The Grauniad is coy about what the benefits of loris juice are supposed to be, but a quick web search found this on the Care for the Wild International website:
"...luckless lorises frequently find themselves roasted alive over wood fires while eager people catch the supposedly life-giving liquor that drips out. Bits of their bodies are used in traditional medicine. And legend has it that villagers anxious about traffic safety need only bury a loris beneath a new road to keep it free from accidents"
Use in Traditional Medicine
Almost all body parts of slow lorises are used in Traditional Chinese and Khmer Medicine in Cambodia, China, Lao PDR, and Vietnam; to a lesser extent also in India and Indonesia. Use of:
Fur: in Traditional Asian Medicine believed to support wound healing; in Indonesia locally worn as amulet to ward off danger. Eye-balls: as love potion Flesh: to cure epilepsy Meat: to cure stomach ailments or asthma Whole body: in alcohol: used as “energy drink”

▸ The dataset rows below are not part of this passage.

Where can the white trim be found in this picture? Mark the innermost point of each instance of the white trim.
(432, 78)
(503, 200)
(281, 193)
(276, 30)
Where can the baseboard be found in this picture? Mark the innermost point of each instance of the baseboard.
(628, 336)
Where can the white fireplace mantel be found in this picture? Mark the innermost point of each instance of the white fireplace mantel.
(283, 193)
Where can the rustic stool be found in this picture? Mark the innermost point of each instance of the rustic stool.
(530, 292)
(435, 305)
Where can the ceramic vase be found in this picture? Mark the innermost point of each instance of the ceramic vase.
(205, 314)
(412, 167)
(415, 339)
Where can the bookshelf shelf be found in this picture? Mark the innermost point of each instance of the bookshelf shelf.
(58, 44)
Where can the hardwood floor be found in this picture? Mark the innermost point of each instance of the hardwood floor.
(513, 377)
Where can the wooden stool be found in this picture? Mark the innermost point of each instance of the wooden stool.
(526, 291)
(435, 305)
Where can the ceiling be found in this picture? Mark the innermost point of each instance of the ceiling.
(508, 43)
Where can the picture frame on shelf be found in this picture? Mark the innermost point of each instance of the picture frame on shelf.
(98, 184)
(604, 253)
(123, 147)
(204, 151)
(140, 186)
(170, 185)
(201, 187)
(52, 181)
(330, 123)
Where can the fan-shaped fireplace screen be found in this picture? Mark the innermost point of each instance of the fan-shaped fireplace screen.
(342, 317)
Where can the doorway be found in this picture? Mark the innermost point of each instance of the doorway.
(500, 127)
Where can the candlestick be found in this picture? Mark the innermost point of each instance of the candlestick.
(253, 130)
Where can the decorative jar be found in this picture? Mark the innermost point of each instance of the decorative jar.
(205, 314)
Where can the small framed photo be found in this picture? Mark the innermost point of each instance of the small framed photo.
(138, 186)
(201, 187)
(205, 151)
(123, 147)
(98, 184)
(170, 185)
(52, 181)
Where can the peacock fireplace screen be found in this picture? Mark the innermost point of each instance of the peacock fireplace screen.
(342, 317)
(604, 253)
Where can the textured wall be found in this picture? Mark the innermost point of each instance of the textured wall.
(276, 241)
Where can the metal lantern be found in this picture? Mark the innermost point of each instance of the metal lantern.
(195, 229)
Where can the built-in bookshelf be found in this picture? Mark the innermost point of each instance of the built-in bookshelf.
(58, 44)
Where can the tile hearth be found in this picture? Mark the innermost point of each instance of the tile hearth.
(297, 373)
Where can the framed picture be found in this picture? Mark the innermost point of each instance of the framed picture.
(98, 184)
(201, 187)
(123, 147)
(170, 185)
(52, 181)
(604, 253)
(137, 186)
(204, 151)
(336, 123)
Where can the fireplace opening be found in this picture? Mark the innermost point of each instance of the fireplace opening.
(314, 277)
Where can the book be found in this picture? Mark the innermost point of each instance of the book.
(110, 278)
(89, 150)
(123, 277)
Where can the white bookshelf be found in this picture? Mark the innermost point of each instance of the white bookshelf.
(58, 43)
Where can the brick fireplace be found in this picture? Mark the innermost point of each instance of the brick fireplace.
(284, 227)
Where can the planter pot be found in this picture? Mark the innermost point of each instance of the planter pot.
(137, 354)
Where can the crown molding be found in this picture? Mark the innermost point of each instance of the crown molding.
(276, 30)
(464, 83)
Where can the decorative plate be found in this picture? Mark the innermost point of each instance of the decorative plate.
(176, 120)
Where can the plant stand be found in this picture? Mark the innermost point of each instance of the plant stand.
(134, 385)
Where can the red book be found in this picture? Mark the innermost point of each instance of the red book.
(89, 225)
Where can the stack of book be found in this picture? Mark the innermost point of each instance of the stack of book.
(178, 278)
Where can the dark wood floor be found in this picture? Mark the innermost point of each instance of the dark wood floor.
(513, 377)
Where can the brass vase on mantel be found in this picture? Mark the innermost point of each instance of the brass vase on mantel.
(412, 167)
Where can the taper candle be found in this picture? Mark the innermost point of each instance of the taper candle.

In Britain, mainstream providers of TCM tend not to go for the whole tiger-penis rhino-horn monkey-period nonsense. For example, my friends at the Northern College of Acupuncture are keen to stress that they do not use any endangered animals. But if ancient oriental wisdom can be so obviously, ridiculously moronic when it comes to rare animals, why would anyone credit it when it comes to more mundane ingredients? The whole thing stinks of economic expediency. They know that their market consists of air-headed muppets who would run a mile if they thought anything cute and fluffy was getting the chop on their behalf. Pathetic! Take a look at this loris, hippies. This poor wee fucker is the true face of your ancient Eastern wisdom.